The garden is an eclectic mix of annuals and perennials. Shady areas provide the perfect place for ferns, hosta, heuchera, columbine, astilbe, begonias, impatiens, coleus, and hydrangea. Sunny spots are filled with more than twenty-five roses, grasses, lilies, lilacs, coneflowers, cosmos, iris, salvia, and hollyhocks.
Other features include two rain barrels, a gazebo, a cedar swing, a glider, and more tables and chairs. A Master Gardener plants herbs in pots and tomatoes in Earth boxes. Just recently a Master Gardener built a redwood bench for the front garden, and a local artist decorated it with flowers.
What makes the Pay-It-Forward House garden special, is that it is planted and maintained by volunteers who donate annuals each May.

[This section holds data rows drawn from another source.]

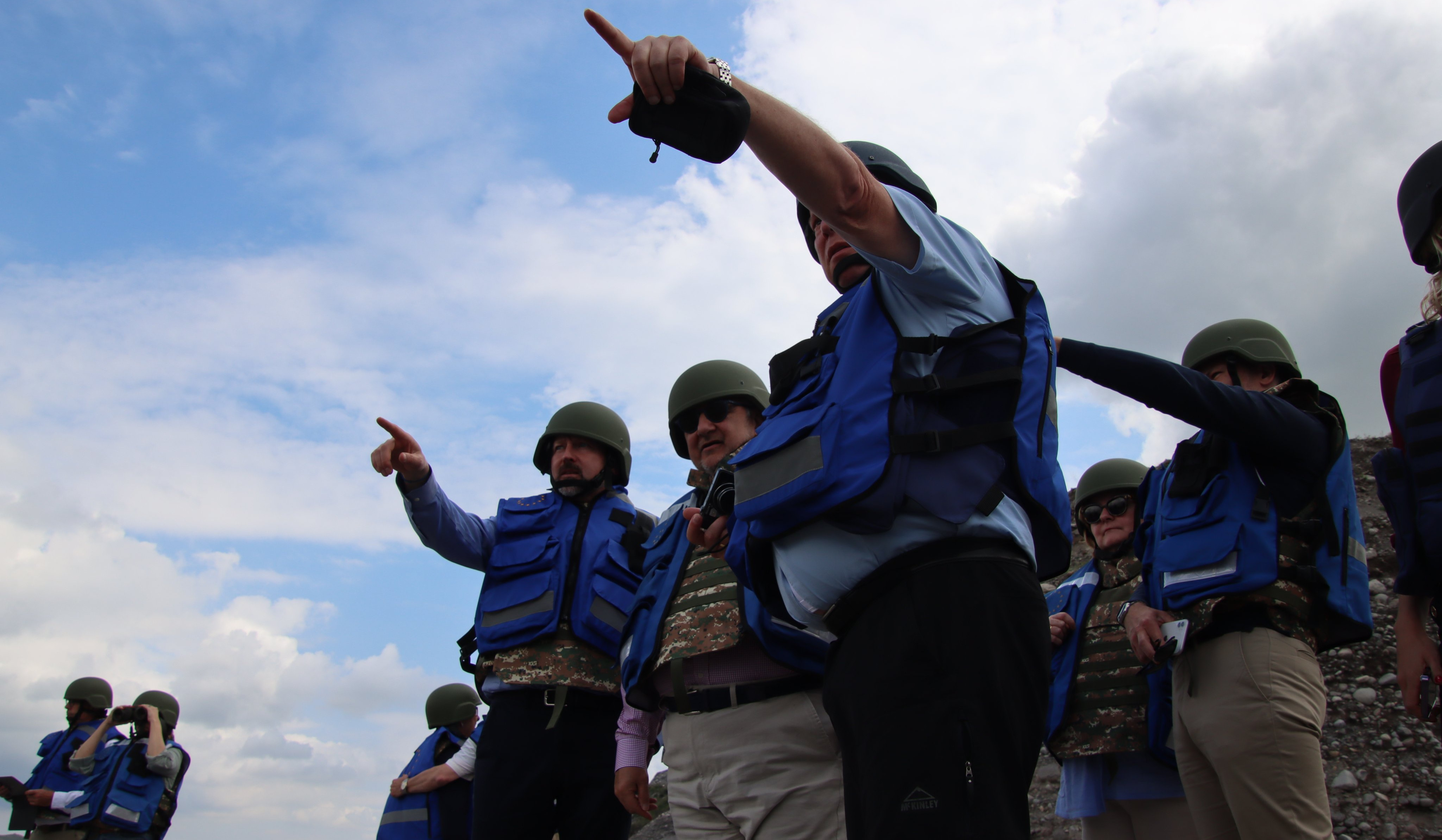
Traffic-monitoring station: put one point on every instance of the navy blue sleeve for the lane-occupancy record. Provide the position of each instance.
(1267, 427)
(462, 538)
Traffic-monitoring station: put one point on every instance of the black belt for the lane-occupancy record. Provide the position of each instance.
(850, 607)
(546, 696)
(733, 696)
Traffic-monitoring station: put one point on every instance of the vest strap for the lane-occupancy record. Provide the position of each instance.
(929, 345)
(947, 440)
(932, 384)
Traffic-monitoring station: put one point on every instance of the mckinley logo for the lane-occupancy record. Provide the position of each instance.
(919, 800)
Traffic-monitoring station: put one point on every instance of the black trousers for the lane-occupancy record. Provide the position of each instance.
(533, 783)
(939, 698)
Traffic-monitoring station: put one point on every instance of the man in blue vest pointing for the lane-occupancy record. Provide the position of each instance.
(562, 571)
(903, 491)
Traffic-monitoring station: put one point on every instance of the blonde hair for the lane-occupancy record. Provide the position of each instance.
(1432, 302)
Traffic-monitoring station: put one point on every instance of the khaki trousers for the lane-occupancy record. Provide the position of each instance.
(1141, 820)
(768, 770)
(1248, 712)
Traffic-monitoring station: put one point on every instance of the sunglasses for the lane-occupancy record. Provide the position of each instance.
(1117, 506)
(716, 411)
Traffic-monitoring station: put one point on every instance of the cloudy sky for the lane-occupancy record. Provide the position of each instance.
(234, 233)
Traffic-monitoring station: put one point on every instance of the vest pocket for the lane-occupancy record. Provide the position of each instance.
(517, 554)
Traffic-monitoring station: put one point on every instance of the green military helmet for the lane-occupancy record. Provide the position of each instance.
(1248, 338)
(453, 704)
(711, 381)
(93, 691)
(588, 420)
(1109, 475)
(168, 707)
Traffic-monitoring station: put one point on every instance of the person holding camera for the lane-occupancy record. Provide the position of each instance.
(87, 702)
(1109, 720)
(903, 492)
(1252, 535)
(562, 573)
(733, 691)
(132, 786)
(432, 797)
(1409, 473)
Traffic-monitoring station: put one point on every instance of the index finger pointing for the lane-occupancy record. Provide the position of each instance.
(396, 431)
(610, 35)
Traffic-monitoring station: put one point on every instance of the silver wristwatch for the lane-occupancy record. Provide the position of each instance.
(723, 70)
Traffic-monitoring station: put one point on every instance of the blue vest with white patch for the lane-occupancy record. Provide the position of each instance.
(123, 795)
(850, 440)
(1411, 483)
(422, 816)
(1209, 528)
(667, 552)
(530, 568)
(1075, 597)
(52, 773)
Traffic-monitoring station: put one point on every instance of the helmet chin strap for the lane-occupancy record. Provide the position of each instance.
(583, 485)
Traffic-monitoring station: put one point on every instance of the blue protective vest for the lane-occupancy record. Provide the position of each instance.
(422, 816)
(1073, 597)
(665, 558)
(1209, 528)
(537, 562)
(123, 795)
(1411, 483)
(850, 440)
(52, 773)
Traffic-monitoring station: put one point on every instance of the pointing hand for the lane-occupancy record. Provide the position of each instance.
(400, 454)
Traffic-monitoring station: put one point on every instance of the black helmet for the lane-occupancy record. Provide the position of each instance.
(1248, 338)
(453, 704)
(163, 702)
(710, 381)
(588, 420)
(1418, 207)
(93, 691)
(888, 168)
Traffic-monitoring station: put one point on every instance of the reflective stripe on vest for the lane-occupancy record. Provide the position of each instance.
(527, 574)
(847, 431)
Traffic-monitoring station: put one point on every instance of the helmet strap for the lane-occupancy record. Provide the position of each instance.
(586, 486)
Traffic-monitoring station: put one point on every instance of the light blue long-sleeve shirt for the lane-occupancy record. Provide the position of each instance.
(954, 283)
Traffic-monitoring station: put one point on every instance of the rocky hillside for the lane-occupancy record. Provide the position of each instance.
(1384, 769)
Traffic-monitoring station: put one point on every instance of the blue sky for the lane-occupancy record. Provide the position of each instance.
(234, 233)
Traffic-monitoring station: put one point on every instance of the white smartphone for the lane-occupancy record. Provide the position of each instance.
(1179, 632)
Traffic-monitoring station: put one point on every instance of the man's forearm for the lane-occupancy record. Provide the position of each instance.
(827, 178)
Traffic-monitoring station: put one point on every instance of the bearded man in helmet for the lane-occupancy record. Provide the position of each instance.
(1409, 473)
(133, 786)
(87, 704)
(1251, 533)
(733, 691)
(430, 800)
(562, 571)
(903, 492)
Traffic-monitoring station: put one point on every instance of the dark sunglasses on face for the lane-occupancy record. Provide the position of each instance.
(1117, 506)
(716, 411)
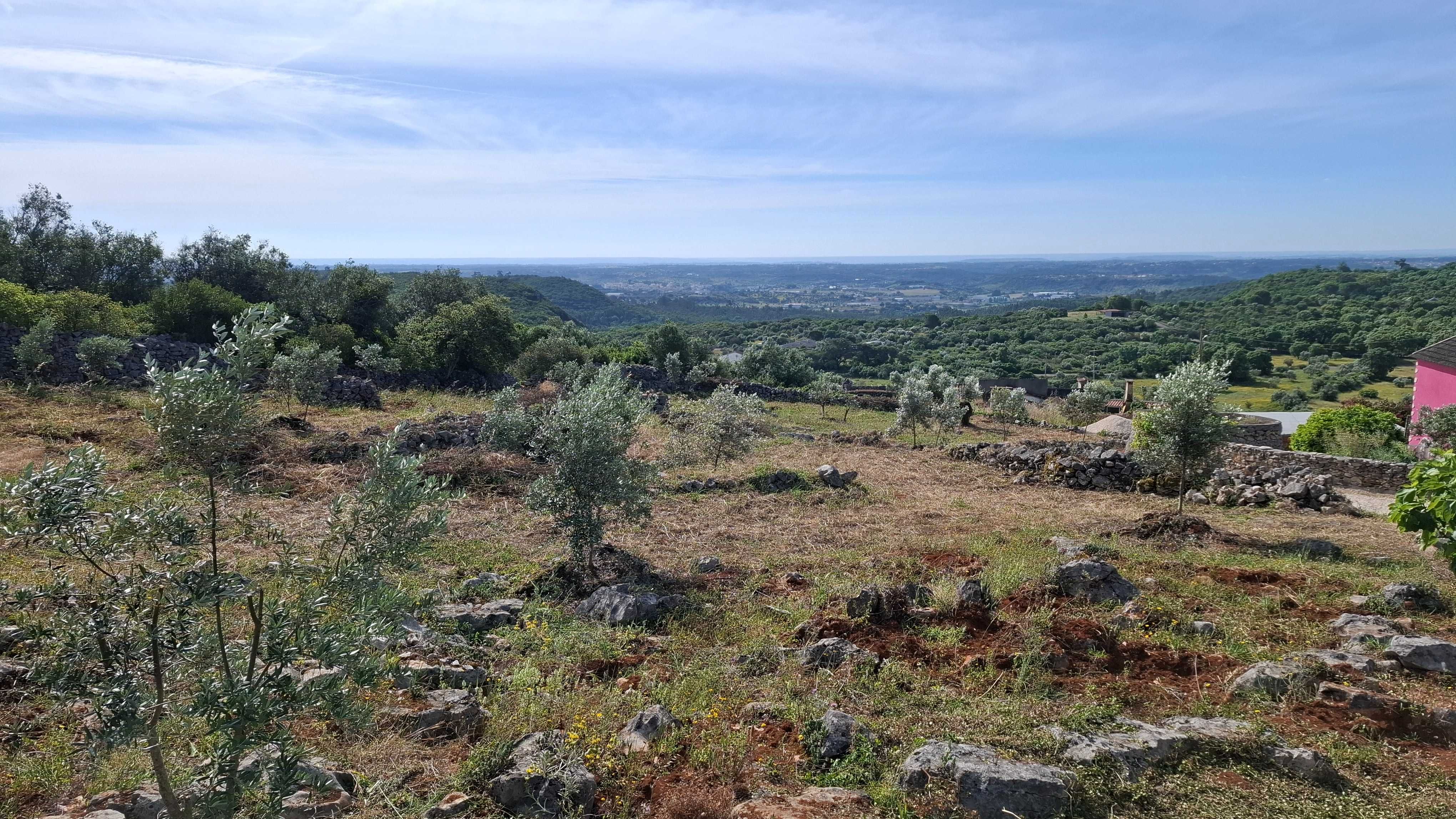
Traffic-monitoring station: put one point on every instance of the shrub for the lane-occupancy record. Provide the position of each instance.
(1186, 431)
(585, 441)
(478, 337)
(32, 356)
(151, 636)
(926, 401)
(190, 309)
(1008, 406)
(1317, 434)
(538, 360)
(727, 425)
(305, 373)
(340, 338)
(771, 364)
(829, 390)
(20, 306)
(1427, 505)
(1439, 425)
(1090, 403)
(100, 354)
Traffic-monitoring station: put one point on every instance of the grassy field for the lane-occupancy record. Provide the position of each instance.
(1257, 396)
(914, 515)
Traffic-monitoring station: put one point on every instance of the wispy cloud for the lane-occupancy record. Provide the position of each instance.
(849, 110)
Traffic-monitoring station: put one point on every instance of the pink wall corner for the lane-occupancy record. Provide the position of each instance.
(1435, 387)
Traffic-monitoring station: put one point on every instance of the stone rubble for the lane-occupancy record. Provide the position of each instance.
(988, 783)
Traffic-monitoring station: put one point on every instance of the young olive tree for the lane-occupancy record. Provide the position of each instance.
(100, 354)
(1090, 403)
(305, 373)
(1186, 431)
(509, 427)
(1427, 505)
(585, 440)
(32, 356)
(928, 401)
(129, 616)
(727, 425)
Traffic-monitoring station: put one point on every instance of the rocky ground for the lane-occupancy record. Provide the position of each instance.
(926, 638)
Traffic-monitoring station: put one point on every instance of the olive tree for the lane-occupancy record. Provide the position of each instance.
(142, 630)
(727, 425)
(585, 441)
(509, 427)
(829, 390)
(1184, 430)
(305, 373)
(1427, 504)
(928, 401)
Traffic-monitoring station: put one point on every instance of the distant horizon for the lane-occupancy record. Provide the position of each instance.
(606, 261)
(558, 132)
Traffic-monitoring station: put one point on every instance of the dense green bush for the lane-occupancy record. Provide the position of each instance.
(477, 335)
(542, 357)
(1317, 434)
(188, 309)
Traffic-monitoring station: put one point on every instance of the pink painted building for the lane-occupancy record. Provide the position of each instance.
(1435, 379)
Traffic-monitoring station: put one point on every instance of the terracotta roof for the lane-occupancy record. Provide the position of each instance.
(1441, 352)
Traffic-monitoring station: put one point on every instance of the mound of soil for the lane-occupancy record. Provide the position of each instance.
(1167, 524)
(568, 580)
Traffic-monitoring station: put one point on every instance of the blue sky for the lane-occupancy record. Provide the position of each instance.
(519, 128)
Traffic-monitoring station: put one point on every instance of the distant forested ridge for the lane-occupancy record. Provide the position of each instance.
(1309, 312)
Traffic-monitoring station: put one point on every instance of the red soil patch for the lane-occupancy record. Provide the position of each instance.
(953, 562)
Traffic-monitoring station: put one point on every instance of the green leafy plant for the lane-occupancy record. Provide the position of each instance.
(142, 629)
(1184, 431)
(100, 354)
(727, 425)
(32, 356)
(305, 373)
(1427, 504)
(1317, 434)
(509, 427)
(585, 441)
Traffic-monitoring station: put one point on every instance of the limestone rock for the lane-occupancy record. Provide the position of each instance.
(544, 782)
(839, 732)
(1366, 629)
(1094, 581)
(1305, 764)
(452, 805)
(1336, 660)
(646, 727)
(1413, 596)
(973, 594)
(813, 804)
(475, 619)
(620, 606)
(988, 783)
(1278, 678)
(1423, 654)
(446, 713)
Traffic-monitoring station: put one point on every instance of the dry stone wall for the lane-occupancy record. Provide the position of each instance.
(1343, 472)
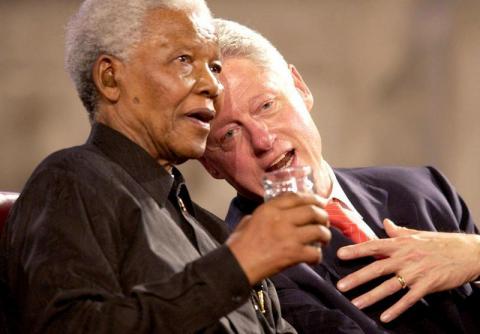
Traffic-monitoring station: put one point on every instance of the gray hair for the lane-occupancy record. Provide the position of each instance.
(238, 41)
(110, 27)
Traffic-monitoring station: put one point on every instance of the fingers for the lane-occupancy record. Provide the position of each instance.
(396, 231)
(387, 288)
(376, 247)
(312, 254)
(366, 274)
(407, 301)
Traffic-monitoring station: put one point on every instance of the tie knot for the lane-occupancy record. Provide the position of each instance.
(345, 220)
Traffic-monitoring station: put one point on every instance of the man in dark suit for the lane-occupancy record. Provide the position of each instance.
(264, 124)
(104, 237)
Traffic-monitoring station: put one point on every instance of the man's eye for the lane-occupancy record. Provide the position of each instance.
(267, 105)
(185, 59)
(216, 68)
(229, 134)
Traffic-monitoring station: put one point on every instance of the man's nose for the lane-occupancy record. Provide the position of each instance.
(208, 84)
(262, 139)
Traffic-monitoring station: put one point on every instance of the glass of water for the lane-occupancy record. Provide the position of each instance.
(290, 179)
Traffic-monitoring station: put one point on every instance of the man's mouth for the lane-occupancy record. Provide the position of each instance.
(202, 115)
(284, 161)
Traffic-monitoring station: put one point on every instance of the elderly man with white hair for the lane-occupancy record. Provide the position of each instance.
(399, 279)
(104, 237)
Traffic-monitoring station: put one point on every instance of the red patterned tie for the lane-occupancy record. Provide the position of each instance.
(344, 220)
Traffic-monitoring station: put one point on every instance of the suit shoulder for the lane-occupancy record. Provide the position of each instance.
(399, 176)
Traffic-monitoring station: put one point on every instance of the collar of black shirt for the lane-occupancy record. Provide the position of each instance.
(136, 162)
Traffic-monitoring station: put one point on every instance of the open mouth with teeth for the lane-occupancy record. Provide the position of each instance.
(284, 161)
(203, 116)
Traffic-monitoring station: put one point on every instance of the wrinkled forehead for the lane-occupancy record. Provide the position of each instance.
(177, 23)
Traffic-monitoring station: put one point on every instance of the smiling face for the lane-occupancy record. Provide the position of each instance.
(262, 124)
(168, 86)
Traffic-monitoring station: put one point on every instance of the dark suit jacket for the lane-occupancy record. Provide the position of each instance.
(419, 198)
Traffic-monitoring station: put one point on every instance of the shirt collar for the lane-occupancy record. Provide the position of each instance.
(337, 191)
(134, 160)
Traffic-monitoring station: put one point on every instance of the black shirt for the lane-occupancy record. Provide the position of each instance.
(104, 240)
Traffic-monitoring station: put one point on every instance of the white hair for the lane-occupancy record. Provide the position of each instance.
(238, 41)
(110, 27)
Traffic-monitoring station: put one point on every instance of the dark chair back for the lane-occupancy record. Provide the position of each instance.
(6, 201)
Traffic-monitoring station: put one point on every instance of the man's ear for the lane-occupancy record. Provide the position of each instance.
(105, 77)
(301, 87)
(208, 165)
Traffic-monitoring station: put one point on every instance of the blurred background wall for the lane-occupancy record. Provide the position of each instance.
(395, 83)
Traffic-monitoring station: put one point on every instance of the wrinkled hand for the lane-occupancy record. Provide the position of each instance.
(280, 233)
(427, 261)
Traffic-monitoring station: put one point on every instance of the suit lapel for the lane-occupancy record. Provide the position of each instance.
(369, 200)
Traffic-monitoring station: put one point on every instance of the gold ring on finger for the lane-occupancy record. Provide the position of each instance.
(401, 280)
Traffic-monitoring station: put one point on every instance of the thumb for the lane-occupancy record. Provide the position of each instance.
(243, 223)
(395, 231)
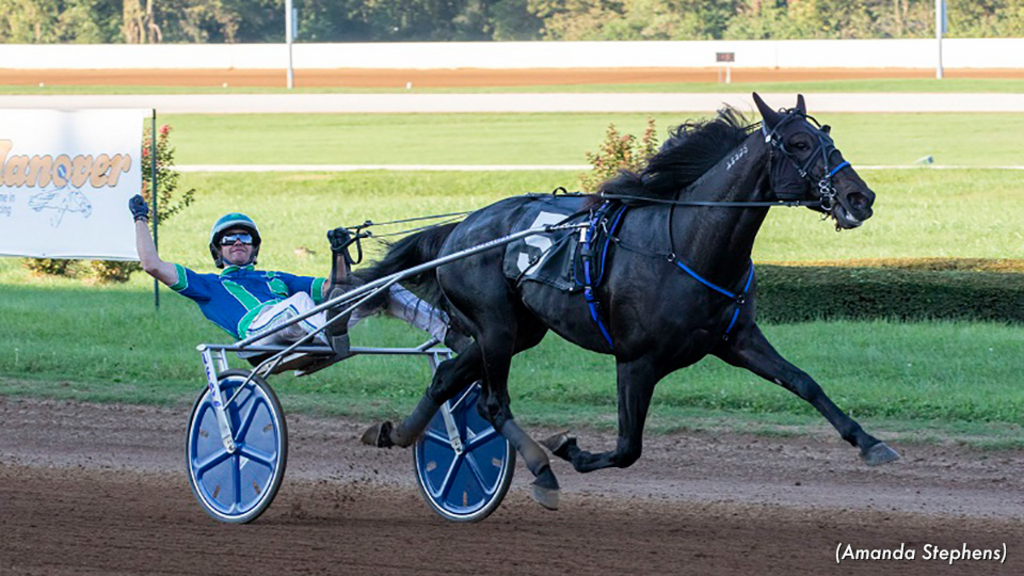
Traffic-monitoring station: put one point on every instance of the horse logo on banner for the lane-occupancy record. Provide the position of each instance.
(61, 200)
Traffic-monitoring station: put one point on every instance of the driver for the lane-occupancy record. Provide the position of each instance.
(243, 300)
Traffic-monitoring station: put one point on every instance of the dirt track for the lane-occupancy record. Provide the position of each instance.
(360, 78)
(88, 489)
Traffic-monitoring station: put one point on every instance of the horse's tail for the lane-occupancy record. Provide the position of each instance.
(411, 251)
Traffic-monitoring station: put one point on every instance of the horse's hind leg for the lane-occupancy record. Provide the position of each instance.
(452, 377)
(636, 382)
(498, 345)
(751, 350)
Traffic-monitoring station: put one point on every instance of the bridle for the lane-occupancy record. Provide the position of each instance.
(825, 148)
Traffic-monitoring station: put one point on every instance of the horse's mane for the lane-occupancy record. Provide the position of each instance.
(692, 149)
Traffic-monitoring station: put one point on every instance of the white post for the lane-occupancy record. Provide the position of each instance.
(940, 27)
(289, 23)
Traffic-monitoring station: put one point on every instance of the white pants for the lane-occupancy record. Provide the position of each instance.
(400, 303)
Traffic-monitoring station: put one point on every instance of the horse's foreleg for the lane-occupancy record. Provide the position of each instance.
(749, 348)
(452, 377)
(636, 382)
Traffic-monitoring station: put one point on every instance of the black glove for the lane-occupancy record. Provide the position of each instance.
(339, 238)
(139, 209)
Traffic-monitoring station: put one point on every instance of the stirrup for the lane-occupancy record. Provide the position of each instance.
(339, 343)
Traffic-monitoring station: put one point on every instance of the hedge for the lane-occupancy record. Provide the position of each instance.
(915, 292)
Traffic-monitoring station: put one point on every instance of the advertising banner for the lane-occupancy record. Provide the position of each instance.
(66, 178)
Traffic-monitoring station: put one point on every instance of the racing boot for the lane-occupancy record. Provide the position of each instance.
(341, 282)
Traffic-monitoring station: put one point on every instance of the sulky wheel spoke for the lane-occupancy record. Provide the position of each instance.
(237, 480)
(481, 438)
(212, 461)
(475, 468)
(257, 456)
(450, 476)
(247, 420)
(434, 436)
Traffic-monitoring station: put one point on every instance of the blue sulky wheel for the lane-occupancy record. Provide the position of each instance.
(237, 488)
(464, 481)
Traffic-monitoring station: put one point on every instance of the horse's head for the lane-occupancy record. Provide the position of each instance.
(806, 165)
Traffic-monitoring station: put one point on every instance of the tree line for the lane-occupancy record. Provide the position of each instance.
(423, 21)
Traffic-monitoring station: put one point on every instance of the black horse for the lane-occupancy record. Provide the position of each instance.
(679, 283)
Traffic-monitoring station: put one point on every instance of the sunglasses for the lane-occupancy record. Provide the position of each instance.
(230, 239)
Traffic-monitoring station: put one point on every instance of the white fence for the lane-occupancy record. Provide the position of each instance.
(956, 53)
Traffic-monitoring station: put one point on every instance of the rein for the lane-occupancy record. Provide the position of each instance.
(763, 204)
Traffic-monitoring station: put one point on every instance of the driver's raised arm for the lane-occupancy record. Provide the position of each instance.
(164, 272)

In addition, in 2013, a watering system was donated to keep the gardens looking beautiful.
215 Dunkery Drive
Sycamore, IL 60178
Marilyn Stromborg has been gardening at her current Sycamore home for 15 to 20 years. Spanning the entire back of a one acre property, the gardens contain mass plantings of monarda, daylilies, and coneflowers. A stone path running through the garden leads to the four acres of woods serving as a backdrop to the gardens. The entire house is bordered by landscaping. In addition, the property boasts an atrium, gazebo and a deck which serves as a home to potted plants and herbs.